Pulmonology Medical Affairs, Grifols Deutschland GmbH, Frankfurt, Germany.
BMC Pulm Med. 2024 Dec 18;24(1):622. doi: 10.1186/s12890-024-03421-y.
Alpha-1 antitrypsin deficiency (AATD) is associated with increased susceptibility to chronic obstructive pulmonary disease (COPD). AATD results from mutations in the SERPINA1 gene and over 500 rare mutations have been identified. Despite these findings and recommendations from major healthcare organizations, testing of COPD patients and their family members for AATD remains inadequate.
We examined genotypes and clinical characteristics of COPD patients (index cases; n = 14) treated at Recep Tayyip Erdoğan University Chest Diseases Department and their relatives (n = 17).
When index cases were compared with screened relatives positive for AATD (n = 14), index cases were older and more predominantly male than screened relatives. Both groups had extensive smoking histories. All of the index cases and one of the screened relatives had been diagnosed with COPD. Clinical characterization of the COPD cases (14 index cases; 1 screened relative) showed that they had moderate to severe COPD with pre-treatment AAT levels of 0.59 ± 0.40 g/L (mean ± SD) and a COPD Assessment Test (CAT) score of 16.0 ± 8.12. The majority of these patients (73.3%) had panlobular emphysema. Five of the patients were treated with AAT augmentation which led to a decrease in the number of COPD exacerbations. Genotyping revealed that the most common rare allele identified in this population was M (c.227_229delTCT mutation on the M1(Val) allelic background).

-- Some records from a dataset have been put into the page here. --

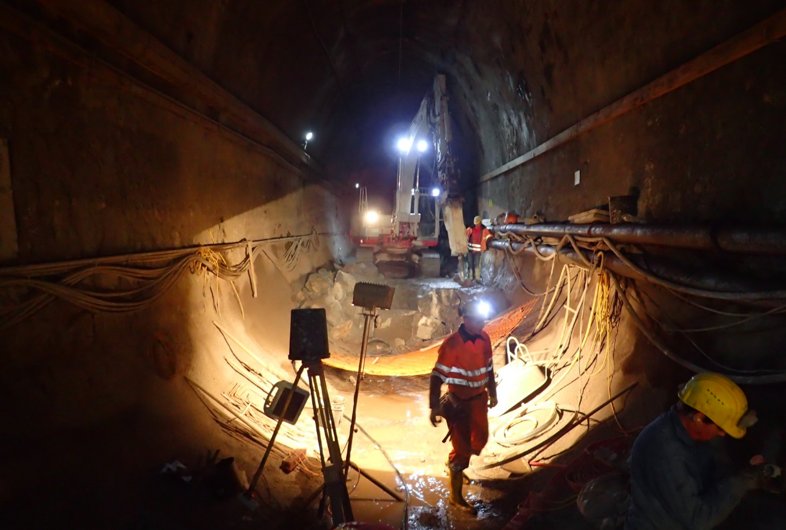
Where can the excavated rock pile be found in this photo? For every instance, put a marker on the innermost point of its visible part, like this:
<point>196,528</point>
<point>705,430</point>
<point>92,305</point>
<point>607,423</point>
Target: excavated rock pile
<point>422,310</point>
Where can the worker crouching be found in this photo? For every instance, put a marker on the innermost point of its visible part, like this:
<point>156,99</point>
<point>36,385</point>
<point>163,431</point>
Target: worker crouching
<point>477,240</point>
<point>465,364</point>
<point>675,482</point>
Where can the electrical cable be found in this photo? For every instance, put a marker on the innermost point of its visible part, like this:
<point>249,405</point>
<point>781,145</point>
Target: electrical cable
<point>719,295</point>
<point>740,379</point>
<point>156,274</point>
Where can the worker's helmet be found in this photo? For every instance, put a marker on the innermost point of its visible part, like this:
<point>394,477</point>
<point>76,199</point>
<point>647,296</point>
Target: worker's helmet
<point>475,308</point>
<point>721,400</point>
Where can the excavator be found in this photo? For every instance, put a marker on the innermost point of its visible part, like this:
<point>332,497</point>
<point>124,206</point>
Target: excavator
<point>401,244</point>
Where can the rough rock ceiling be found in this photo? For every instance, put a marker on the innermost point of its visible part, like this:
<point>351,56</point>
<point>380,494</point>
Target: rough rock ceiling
<point>519,71</point>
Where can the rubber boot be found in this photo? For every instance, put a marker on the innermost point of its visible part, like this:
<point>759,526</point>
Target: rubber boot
<point>456,498</point>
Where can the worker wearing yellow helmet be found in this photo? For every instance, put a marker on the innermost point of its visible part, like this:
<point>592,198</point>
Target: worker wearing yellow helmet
<point>674,484</point>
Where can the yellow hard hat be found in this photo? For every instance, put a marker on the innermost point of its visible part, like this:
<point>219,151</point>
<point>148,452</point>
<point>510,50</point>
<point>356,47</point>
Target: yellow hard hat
<point>720,399</point>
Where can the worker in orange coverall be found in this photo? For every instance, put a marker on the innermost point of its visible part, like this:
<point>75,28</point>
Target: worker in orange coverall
<point>477,239</point>
<point>466,365</point>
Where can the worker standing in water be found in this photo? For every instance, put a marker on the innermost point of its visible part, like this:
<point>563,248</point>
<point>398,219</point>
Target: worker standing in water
<point>466,365</point>
<point>477,236</point>
<point>674,481</point>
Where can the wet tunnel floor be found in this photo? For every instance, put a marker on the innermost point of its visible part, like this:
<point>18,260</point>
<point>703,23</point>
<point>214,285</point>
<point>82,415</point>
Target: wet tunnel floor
<point>395,412</point>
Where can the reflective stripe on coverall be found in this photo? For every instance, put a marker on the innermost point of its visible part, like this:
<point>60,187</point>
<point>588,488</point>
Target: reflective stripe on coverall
<point>673,481</point>
<point>477,238</point>
<point>466,365</point>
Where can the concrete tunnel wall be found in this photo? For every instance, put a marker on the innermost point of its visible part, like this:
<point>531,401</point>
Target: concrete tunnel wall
<point>99,171</point>
<point>98,401</point>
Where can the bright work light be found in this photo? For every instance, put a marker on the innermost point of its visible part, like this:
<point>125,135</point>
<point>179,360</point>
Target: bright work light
<point>404,144</point>
<point>371,217</point>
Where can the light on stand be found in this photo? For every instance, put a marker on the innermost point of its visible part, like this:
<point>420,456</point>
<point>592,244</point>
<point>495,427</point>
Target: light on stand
<point>404,145</point>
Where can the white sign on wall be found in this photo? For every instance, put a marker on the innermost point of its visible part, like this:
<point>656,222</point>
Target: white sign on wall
<point>9,246</point>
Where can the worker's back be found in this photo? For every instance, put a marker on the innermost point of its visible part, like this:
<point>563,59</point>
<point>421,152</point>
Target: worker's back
<point>673,481</point>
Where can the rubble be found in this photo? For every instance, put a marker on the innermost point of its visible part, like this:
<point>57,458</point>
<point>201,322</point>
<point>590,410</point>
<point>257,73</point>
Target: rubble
<point>422,311</point>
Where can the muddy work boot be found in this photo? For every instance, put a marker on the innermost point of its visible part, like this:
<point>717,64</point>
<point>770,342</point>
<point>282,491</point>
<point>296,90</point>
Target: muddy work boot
<point>456,498</point>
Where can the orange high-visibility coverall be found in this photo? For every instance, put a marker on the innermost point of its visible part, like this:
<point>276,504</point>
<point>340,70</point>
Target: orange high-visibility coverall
<point>466,365</point>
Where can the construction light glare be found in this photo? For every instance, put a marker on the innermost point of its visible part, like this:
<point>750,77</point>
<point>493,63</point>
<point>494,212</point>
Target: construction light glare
<point>404,144</point>
<point>371,217</point>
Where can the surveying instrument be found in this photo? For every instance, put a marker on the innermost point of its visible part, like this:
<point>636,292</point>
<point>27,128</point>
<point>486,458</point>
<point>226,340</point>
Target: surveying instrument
<point>308,343</point>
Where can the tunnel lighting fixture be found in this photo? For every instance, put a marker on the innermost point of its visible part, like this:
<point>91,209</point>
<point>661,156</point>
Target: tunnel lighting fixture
<point>371,217</point>
<point>309,135</point>
<point>404,144</point>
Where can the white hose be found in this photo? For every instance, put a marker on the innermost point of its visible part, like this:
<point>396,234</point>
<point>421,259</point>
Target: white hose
<point>525,415</point>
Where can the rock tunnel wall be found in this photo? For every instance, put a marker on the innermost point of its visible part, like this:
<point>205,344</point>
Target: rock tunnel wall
<point>98,400</point>
<point>706,152</point>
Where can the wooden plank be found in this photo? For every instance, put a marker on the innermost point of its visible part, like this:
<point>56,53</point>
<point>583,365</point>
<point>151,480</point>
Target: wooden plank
<point>764,33</point>
<point>9,245</point>
<point>112,28</point>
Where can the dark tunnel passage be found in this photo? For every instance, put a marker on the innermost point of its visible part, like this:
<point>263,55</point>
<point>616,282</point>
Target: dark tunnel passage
<point>180,179</point>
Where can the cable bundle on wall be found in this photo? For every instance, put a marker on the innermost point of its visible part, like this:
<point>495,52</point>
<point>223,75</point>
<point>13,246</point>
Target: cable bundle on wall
<point>143,277</point>
<point>582,246</point>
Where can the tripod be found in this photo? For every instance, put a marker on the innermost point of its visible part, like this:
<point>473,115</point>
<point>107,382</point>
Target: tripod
<point>308,344</point>
<point>333,467</point>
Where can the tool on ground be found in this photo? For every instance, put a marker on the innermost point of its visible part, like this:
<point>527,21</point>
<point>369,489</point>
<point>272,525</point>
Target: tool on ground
<point>308,343</point>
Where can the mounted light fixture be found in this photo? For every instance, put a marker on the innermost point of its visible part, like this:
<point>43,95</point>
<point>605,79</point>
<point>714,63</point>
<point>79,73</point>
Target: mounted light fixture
<point>404,144</point>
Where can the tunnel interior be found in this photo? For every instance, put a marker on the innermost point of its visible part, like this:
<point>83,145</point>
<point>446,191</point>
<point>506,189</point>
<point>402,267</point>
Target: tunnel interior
<point>162,213</point>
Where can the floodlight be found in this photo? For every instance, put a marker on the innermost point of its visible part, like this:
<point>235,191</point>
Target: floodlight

More testing and research need to be done to identify the relative prevalence of rare AATD variants. Earlier identification could lead to more effective treatment of affected individuals and improvement in their quality of life.
α-1抗胰蛋白酶缺乏症(AATD)与慢性阻塞性肺疾病(COPD)易感性增加有关。AATD由SERPINA1基因突变引起,已鉴定出500多种罕见突变。尽管有这些发现以及主要医疗保健组织的建议,但对COPD患者及其家庭成员进行AATD检测仍不充分。
我们研究了在雷杰普·塔伊普·埃尔多安大学胸科接受治疗的COPD患者(索引病例;n = 14)及其亲属(n = 17)的基因型和临床特征。
将索引病例与AATD筛查呈阳性的亲属(n = 14)进行比较时,索引病例比筛查亲属年龄更大,男性比例更高。两组都有广泛的吸烟史。所有索引病例和一名筛查亲属被诊断患有COPD。COPD病例(14例索引病例;1名筛查亲属)的临床特征表明,他们患有中度至重度COPD,治疗前AAT水平为0.59±0.40 g/L(平均值±标准差),COPD评估测试(CAT)评分为16.0±8.12。这些患者中的大多数(73.3%)患有全小叶型肺气肿。5名患者接受了AAT补充治疗,这导致COPD急性加重次数减少。基因分型显示,该人群中鉴定出的最常见罕见等位基因为M(M1(Val)等位基因背景上的c.227_229delTCT突变)。
需要进行更多检测和研究以确定罕见AATD变异体的相对患病率。早期识别可导致对受影响个体进行更有效的治疗并改善其生活质量。